Nous retrouvons tout d’abord notre chère Jessica, que nous avions rencontré précédemment sur les éditions HD de La Révélation d’Alain Lavalle et Et avec les oreilles qu’est-ce que vous faites ? d’Eddy Matalon. Notre hôtesse d’accueil, que nous espérons revoir sur les prochains titres du Chat qui fume, nous donne quelques indications (3’35) sur ce « petit film perdu depuis de nombreuses années et oublié de tous », qui fait partie de la « banlieuxploitation », avant d’indiquer avec le sourire qu’elle vient d’inventer le mot. Jessica passe ensuite en revue les films « pour les amateurs de Prozac » tournés en banlieue parisienne dans les années 1970, La Rage au poing (1975) d’Éric Le Hung, La Dernière femme (1976) de Marco Ferreri, Dernière sortie avant Roissy (1977) de Bernard Paul, La Vie comme ça (1978) de Jean-Claude Brisseau. Jessica indique enfin que si Les Loulous est moins violent que les autres opus cités, cela ne l’a pas empêché d’être interdit aux moins de 18 ans à sa sortie. Le casting et le contexte politique sont aussi rapidement évoqués.
Après Alain Lavalle et Eddy Matalon, Stéphane Bouyer est allé recueillir les propos de Patrick Cabouat (41’).
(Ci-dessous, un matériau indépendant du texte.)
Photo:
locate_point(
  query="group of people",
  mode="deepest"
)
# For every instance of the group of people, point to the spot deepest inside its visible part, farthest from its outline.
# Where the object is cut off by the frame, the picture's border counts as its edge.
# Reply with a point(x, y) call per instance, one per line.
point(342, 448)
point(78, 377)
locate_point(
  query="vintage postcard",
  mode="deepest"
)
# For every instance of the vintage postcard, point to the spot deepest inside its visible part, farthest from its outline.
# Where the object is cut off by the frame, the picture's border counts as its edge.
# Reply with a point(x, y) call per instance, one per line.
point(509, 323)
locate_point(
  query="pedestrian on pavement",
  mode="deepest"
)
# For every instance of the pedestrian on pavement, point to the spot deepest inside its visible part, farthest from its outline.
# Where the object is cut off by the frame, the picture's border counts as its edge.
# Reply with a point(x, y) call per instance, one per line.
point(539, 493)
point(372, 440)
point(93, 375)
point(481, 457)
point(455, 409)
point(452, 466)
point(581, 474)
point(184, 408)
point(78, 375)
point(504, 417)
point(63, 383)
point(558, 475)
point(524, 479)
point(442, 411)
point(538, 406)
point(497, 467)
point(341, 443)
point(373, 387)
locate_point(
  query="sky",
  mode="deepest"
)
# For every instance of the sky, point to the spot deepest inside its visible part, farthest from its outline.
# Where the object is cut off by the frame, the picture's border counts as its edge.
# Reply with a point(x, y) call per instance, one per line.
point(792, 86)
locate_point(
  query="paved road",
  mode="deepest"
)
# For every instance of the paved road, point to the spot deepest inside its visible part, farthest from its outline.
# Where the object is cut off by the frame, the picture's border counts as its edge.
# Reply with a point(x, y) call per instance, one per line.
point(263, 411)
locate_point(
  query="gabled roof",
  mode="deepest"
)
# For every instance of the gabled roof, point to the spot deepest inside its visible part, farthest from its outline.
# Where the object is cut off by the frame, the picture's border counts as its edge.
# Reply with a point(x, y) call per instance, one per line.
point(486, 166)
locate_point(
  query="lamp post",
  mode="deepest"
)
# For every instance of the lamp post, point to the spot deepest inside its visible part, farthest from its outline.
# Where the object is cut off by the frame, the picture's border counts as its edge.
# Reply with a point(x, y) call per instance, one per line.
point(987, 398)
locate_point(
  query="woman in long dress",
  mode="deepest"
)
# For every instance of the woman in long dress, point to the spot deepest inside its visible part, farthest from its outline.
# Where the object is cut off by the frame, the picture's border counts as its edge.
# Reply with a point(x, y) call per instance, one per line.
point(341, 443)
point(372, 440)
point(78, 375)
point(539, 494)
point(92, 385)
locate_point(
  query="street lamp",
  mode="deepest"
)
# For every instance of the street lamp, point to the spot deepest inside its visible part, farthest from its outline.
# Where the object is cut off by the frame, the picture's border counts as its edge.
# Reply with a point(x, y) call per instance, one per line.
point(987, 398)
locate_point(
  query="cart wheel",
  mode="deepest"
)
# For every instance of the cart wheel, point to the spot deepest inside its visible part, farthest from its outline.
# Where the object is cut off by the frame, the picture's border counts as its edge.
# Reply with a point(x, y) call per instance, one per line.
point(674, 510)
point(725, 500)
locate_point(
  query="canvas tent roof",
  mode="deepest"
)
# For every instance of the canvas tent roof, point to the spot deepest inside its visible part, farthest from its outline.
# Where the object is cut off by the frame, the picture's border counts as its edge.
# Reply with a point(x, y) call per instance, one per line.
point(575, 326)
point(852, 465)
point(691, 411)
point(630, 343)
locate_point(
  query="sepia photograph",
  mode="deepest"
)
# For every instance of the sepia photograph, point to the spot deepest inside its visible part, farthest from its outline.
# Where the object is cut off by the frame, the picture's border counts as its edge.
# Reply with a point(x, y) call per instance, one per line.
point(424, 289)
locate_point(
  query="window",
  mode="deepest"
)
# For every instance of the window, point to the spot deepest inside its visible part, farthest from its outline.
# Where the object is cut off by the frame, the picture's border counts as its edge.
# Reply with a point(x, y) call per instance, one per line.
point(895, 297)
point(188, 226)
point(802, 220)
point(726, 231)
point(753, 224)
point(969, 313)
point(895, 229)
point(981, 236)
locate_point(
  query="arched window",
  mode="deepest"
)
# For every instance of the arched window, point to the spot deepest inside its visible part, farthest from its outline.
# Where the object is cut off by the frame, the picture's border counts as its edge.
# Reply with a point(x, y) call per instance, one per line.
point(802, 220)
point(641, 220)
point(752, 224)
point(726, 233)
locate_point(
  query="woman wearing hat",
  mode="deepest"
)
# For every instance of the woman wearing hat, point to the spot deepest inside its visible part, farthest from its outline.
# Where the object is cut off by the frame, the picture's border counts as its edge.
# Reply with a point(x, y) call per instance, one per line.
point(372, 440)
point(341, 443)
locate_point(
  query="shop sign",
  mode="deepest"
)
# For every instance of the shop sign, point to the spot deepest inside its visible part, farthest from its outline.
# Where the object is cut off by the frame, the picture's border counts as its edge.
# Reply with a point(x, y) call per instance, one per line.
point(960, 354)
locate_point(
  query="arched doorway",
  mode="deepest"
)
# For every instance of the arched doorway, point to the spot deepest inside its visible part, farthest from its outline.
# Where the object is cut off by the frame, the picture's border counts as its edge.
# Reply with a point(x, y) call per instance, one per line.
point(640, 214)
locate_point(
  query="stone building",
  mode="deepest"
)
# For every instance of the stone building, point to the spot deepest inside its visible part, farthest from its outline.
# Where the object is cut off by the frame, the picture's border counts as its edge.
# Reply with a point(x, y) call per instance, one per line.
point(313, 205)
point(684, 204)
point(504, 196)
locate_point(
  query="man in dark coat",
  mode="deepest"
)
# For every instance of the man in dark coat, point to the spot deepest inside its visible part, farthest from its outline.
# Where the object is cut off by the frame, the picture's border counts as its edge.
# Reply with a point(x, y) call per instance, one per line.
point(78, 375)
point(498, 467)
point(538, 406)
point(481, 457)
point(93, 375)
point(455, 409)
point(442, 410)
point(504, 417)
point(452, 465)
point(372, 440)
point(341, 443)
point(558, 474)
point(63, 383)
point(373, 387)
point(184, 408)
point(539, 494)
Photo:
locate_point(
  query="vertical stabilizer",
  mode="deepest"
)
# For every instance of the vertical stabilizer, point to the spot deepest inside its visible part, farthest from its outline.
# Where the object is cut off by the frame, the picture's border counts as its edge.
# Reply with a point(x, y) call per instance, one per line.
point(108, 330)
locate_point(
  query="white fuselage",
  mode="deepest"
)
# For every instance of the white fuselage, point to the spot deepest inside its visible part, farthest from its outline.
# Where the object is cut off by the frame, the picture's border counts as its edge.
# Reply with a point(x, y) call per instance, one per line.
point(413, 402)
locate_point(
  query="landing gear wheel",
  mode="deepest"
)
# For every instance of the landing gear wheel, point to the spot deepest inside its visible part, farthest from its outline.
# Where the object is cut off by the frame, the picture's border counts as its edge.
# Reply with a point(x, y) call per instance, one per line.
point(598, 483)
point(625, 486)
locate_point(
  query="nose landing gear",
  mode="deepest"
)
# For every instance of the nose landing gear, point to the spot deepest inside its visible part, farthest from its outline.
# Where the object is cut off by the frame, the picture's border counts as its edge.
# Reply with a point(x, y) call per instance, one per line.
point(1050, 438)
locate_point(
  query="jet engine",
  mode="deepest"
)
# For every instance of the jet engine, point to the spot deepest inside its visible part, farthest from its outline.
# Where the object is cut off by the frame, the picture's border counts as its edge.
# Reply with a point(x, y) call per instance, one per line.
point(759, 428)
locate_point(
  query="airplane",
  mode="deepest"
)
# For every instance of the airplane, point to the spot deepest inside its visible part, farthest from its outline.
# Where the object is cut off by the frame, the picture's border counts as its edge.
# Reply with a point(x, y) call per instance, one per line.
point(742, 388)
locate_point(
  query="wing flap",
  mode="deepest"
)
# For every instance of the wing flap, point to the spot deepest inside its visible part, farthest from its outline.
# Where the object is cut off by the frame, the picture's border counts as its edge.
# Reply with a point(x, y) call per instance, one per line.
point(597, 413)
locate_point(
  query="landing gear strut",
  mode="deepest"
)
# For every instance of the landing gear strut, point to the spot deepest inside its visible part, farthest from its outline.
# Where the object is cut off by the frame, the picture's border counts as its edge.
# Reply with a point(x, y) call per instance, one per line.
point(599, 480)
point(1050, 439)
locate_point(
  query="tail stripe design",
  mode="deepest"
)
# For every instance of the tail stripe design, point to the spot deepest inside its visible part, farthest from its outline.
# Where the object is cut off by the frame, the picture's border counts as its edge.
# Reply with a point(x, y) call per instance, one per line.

Voici un grand moment passé en compagnie d’un artisan du cinéma, durant lequel le réalisateur revient sur les débuts de sa grande passion pour le septième art (étudiant, il séchait les cours pour aller voir au Publicis, lieu où se déroule l’interview), sur ses débuts derrière la caméra, sur ses diverses rencontres (dont Marin Karmitz, avec lequel cela s’est mal terminé après avoir écrit le film Coup pour coup), sur la genèse des Loulous (le meurtre d’un jeune survenu dans un bistrot de La Courneuve), l’écriture du scénario, l’aide de Véra Belmont (qui lui apportera une équipe après l’obtention de l’avance sur recette). Patrick Cabouat ne s’arrête pas une seconde, passe d’un sujet à l’autre avec une passion contagieuse. On en apprend encore sur les titres envisagés avant Les Loulous, sur le casting (Miou-Miou avait été envisagée et avait même fait des essais, avant de suivre Julien Clerc sur D’amour et d’eau fraîche de Jean-Pierre Blanc, tout en lui conseillant d’engager son amie Valérie Mairesse), sur les conditions de tournage, sur les décors, la musique, le reshoot de la fin, les partis pris et évidemment sur ses intentions, ainsi que sur la sortie du film au cinéma, estampillée d’une interdiction aux moins de 18 ans. Enfin, Patrick Cabouat parle de la suite de sa carrière, principalement pour Arte.
L’Image et le son
Patrick Cabouat doit être le premier surpris à découvrir Les Loulous en version restaurée, vraisemblablement 2K. Son film brille comme un sou neuf, ce lifting ayant même pris soin de conserver les défauts d’origine, à savoir les flous récurrents. Dans l’ensemble, le master est propre, en dehors d’une séquence à la 55e minute, marquée par une rayure verticale (les plans sur le commissaire). La grain est présent, organique (typique d’un tournage en 16mm), très bien géré, les contrastes plaisants, la clarté éloquente, les noirs denses et les couleurs s’en sortent merveilleusement bien. Quelques baisses de la définition, mais on serait tenté cette fois encore de dire que ces couacs sont inhérents aux conditions de tournage originales.
Les dialogues manquent parfois d’intelligibilité. L’écoute est correcte, propre, la musique est dynamique. Notons qu’une prise ratée a été conservée, au cours de laquelle on entend la voix du réalisateur, qui invite ses comédiens à recommencer la séquence. Dommage de ne pas proposer une piste de sous-titres français destinés aux spectateurs sourds et malentendants.